The Swiss central bank on Wednesday took fresh measures to halt the rise of the Swiss franc, which is threatening exports and growth, by increasing liquidity after the currency strengthened to new highs.
"In the light of these developments, the Swiss National Bank is taking additional measures against the strength of the Swiss franc. It will again significantly increase the supply of liquidity to the Swiss franc money market," the central bank said.
At 0712 GMT, the franc was changing hands at 1.0367 to the euro and 0.7225 against the dollar.
The central bank said the franc has risen sharply as investors have put their money into the currency, a traditional save haven, to escape the turmoil on world markets.
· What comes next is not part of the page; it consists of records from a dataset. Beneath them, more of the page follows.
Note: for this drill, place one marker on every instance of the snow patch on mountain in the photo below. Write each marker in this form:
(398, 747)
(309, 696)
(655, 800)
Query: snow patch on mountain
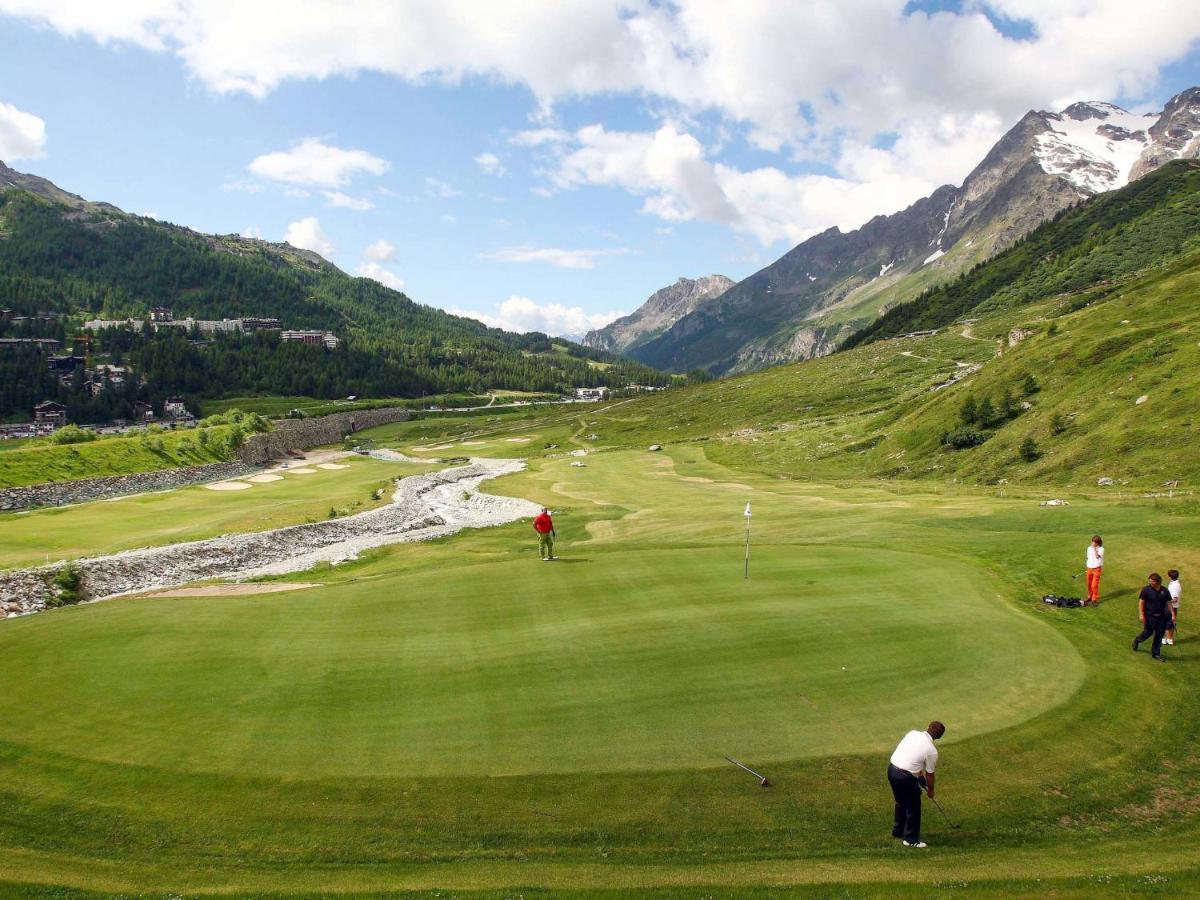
(1093, 145)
The "substantial rise in risk aversion on the international financial markets has further intensified the overvaluation of the Swiss franc in the last few days," it said.
It noted that the strong franc was a threat to the economy, by crimping exports, and pledged to take further measures if the currency continued to strengthen.
For now, it was expanding the amount of banks' sight deposits or cash that can be withdrawn without notice from 80 billion francs to 120 billion francs.
In addition, it will conduct foreign exchange swap transactions to increase liquidity swiftly.
Last week, the central bank also increased liquidity supply and cut the already low benchmark lending rate in a bid to make the franc a less attractive investment.